Kekacauan pasar global sedikit mereda setelah China menstabilkan mata uang yuan setelah melemah ke 7 per dolar AS. Stabilisasi ini dilakukan setelah AS menyebut China sebagai manipulator mata uang. Bank sentral China menyebut keputusan AS ini sangat merusak ketertiban keuangan internasional dan menyebabkan kekacauan di pasar keuangan.

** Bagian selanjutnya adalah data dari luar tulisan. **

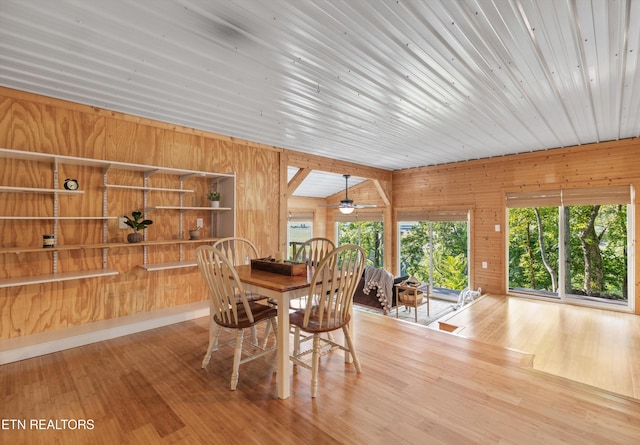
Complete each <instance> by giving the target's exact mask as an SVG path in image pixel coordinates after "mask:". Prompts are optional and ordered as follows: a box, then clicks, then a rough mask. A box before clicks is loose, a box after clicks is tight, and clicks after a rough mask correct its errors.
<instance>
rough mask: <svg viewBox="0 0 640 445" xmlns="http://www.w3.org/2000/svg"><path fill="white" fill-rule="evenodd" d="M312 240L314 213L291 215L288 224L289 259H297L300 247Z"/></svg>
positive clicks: (287, 226)
mask: <svg viewBox="0 0 640 445" xmlns="http://www.w3.org/2000/svg"><path fill="white" fill-rule="evenodd" d="M311 238H313V212H304V213H303V212H299V213H293V212H291V213H289V222H288V224H287V239H288V245H289V252H288V258H290V259H293V258H295V255H296V252H297V251H298V247H300V245H302V244H303V243H304V242H305V241H307V240H308V239H311Z"/></svg>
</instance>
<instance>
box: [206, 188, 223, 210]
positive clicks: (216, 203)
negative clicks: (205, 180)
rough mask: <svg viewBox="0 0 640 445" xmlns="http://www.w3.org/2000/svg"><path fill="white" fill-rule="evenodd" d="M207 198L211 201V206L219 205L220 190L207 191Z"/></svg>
mask: <svg viewBox="0 0 640 445" xmlns="http://www.w3.org/2000/svg"><path fill="white" fill-rule="evenodd" d="M207 199H208V200H209V201H211V205H212V206H213V207H219V206H220V192H214V191H211V192H209V194H208V195H207Z"/></svg>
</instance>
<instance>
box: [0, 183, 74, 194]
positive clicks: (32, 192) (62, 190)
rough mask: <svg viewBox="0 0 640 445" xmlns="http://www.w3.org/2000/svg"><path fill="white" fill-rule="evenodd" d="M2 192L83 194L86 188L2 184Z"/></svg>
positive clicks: (16, 192) (0, 186) (61, 193)
mask: <svg viewBox="0 0 640 445" xmlns="http://www.w3.org/2000/svg"><path fill="white" fill-rule="evenodd" d="M0 192H8V193H58V194H60V195H82V194H83V193H84V190H67V189H49V188H40V187H10V186H7V185H0Z"/></svg>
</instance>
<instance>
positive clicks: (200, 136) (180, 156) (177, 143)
mask: <svg viewBox="0 0 640 445" xmlns="http://www.w3.org/2000/svg"><path fill="white" fill-rule="evenodd" d="M156 134H157V136H156V137H157V143H158V149H159V155H158V164H154V165H161V166H163V167H174V168H182V169H185V170H204V171H219V170H217V169H215V168H214V169H209V168H208V167H207V168H205V167H204V166H203V155H202V136H201V135H199V134H193V133H189V132H185V131H176V129H175V128H172V129H170V130H169V129H163V128H159V129H157V130H156Z"/></svg>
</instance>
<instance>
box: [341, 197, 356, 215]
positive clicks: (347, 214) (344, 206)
mask: <svg viewBox="0 0 640 445" xmlns="http://www.w3.org/2000/svg"><path fill="white" fill-rule="evenodd" d="M339 209H340V213H342V214H344V215H349V214H350V213H353V210H354V209H355V206H354V205H353V201H352V200H350V199H343V200H342V201H340V207H339Z"/></svg>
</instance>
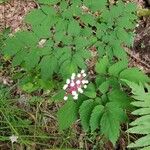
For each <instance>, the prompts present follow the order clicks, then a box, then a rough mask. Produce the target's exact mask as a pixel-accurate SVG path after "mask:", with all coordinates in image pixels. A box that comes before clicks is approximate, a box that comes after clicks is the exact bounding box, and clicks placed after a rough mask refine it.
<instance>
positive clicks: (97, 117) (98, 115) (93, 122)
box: [90, 105, 104, 132]
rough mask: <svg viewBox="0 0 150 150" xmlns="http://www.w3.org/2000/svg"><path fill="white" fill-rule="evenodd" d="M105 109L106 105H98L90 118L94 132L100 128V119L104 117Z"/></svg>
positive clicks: (91, 115) (90, 126)
mask: <svg viewBox="0 0 150 150" xmlns="http://www.w3.org/2000/svg"><path fill="white" fill-rule="evenodd" d="M103 110H104V106H102V105H97V106H95V107H94V109H93V111H92V114H91V118H90V127H91V132H94V131H95V130H96V129H99V127H100V119H101V117H102V114H103Z"/></svg>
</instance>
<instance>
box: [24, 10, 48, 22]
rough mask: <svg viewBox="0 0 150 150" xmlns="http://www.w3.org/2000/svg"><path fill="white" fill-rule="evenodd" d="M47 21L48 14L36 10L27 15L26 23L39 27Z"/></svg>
mask: <svg viewBox="0 0 150 150" xmlns="http://www.w3.org/2000/svg"><path fill="white" fill-rule="evenodd" d="M46 19H47V18H46V14H44V13H43V11H42V10H41V9H35V10H32V11H31V12H30V13H28V14H27V16H26V17H25V22H26V23H29V24H31V25H39V24H41V23H42V22H43V21H44V20H46Z"/></svg>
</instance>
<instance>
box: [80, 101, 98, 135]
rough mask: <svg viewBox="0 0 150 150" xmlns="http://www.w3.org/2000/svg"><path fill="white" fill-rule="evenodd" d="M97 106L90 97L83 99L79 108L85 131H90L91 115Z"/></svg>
mask: <svg viewBox="0 0 150 150" xmlns="http://www.w3.org/2000/svg"><path fill="white" fill-rule="evenodd" d="M95 106H96V104H95V103H94V101H93V100H91V99H89V100H86V101H83V103H82V105H81V106H80V109H79V114H80V119H81V124H82V126H83V129H84V131H86V132H87V131H89V127H90V116H91V113H92V110H93V108H94V107H95Z"/></svg>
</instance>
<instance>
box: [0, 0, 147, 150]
mask: <svg viewBox="0 0 150 150" xmlns="http://www.w3.org/2000/svg"><path fill="white" fill-rule="evenodd" d="M136 2H137V3H138V5H139V6H140V7H142V8H148V6H147V5H146V4H145V2H144V1H143V0H136ZM36 8H38V4H37V3H36V2H35V1H33V0H11V1H8V2H6V3H2V4H0V31H2V30H3V29H5V28H10V29H11V31H12V34H13V33H14V32H17V31H18V30H20V29H21V28H23V27H24V26H25V24H24V23H23V18H24V16H25V15H26V14H27V12H29V11H30V10H31V9H36ZM135 33H136V35H135V39H134V44H133V48H131V49H126V51H127V53H128V55H129V58H130V65H131V66H138V67H139V68H140V69H142V70H143V71H144V72H146V73H147V74H150V16H147V17H141V18H140V19H139V21H138V24H137V27H136V29H135ZM6 68H7V67H6ZM7 69H8V68H7ZM0 75H1V73H0ZM0 82H2V83H6V84H7V85H11V86H12V83H11V82H13V81H11V79H10V78H9V76H0ZM15 92H16V91H15ZM19 92H20V91H17V93H19ZM14 94H15V93H14ZM20 95H21V96H22V99H23V97H24V96H25V99H27V98H28V97H27V95H24V94H23V93H21V94H20ZM46 102H47V101H45V103H44V104H43V105H45V106H46V104H47V103H46ZM57 107H59V106H57V104H51V105H50V106H49V108H46V109H49V110H48V111H50V112H49V114H51V117H50V120H49V121H48V122H49V124H50V127H49V128H47V132H49V133H50V135H53V137H55V138H56V140H55V139H53V140H51V143H50V142H49V143H48V144H51V145H54V147H57V146H60V147H61V146H64V145H65V144H66V145H70V146H71V147H79V148H82V147H83V144H84V145H86V147H88V149H90V144H92V142H91V141H90V139H84V138H83V137H84V133H81V131H80V127H79V126H75V127H74V128H76V131H74V135H69V136H70V139H67V138H68V137H67V135H65V133H63V134H59V133H58V131H57V129H56V128H57V123H56V120H55V116H53V114H55V112H56V110H57ZM41 111H42V110H41ZM43 111H47V110H44V106H43ZM47 127H48V125H47ZM124 136H125V134H122V136H121V138H120V140H119V143H118V145H120V146H118V150H121V149H124V148H125V145H126V141H125V139H126V137H124ZM61 138H63V139H61ZM62 142H64V143H63V144H64V145H63V144H62ZM67 142H68V143H67ZM7 149H9V145H8V144H5V143H0V150H7ZM18 149H20V148H18ZM29 149H33V150H34V149H36V148H35V145H33V147H32V148H31V147H30V148H29ZM37 149H41V148H37ZM105 149H106V150H112V147H111V145H110V144H109V143H107V144H106V145H105Z"/></svg>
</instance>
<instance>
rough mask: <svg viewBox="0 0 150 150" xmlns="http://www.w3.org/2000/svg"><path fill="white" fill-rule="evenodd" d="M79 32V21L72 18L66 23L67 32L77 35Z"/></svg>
mask: <svg viewBox="0 0 150 150" xmlns="http://www.w3.org/2000/svg"><path fill="white" fill-rule="evenodd" d="M79 33H80V26H79V23H78V22H77V21H75V20H72V21H71V22H70V24H69V25H68V34H70V35H73V36H77V35H79Z"/></svg>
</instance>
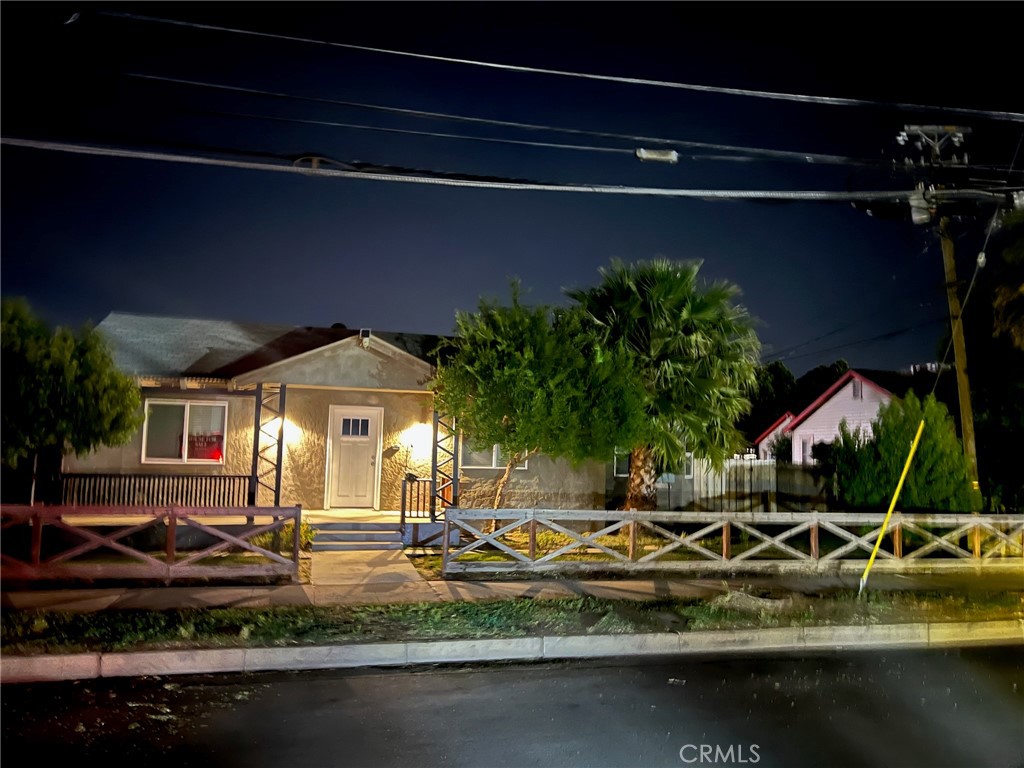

Goldman Sachs mengatakan tidak lagi berharap AS dan China menyetujui gencatan senjata sebelum pemilihan presiden AS pada November 2020 mendatang.

“Banyak pengamat pasar sekarang memperhitungkan perang dagang bergerak ke level selanjutnya ini akan memicu Federal Reserve untuk menurunkan suku bunga lagi segera,” kata Jim Wyckoff, analis senior KitcoMetals dalam catatan.

Wyckoff menambahkan, pidato pejabat The Fed dalam beberapa hari ke depan akan menjadi sorotan pasar.

Kemarin, Presiden The Fed St. Louis James Bullard mengatakan bahwa The Fed tidak perlu bertubi-tubi memangkas suku bunga ketika ekonomi tumbuh dan masih menyesuaikan dengan pelonggaran kebijakan moneter yang ditetapkan tahun ini.

Pekan lalu, The Fed memangkas suku bunga acuan 25 basis point. Ini adalah penurunan pertama sejak krisis finansial 2008 lalu.

“Permintaan emas masih mungkin naik. Dengan ketidakpastian yang melingkupi pasar global, emas akan menjadi salah satu pilihan tambahan dalam portofolio investor,” imbuh Klearman.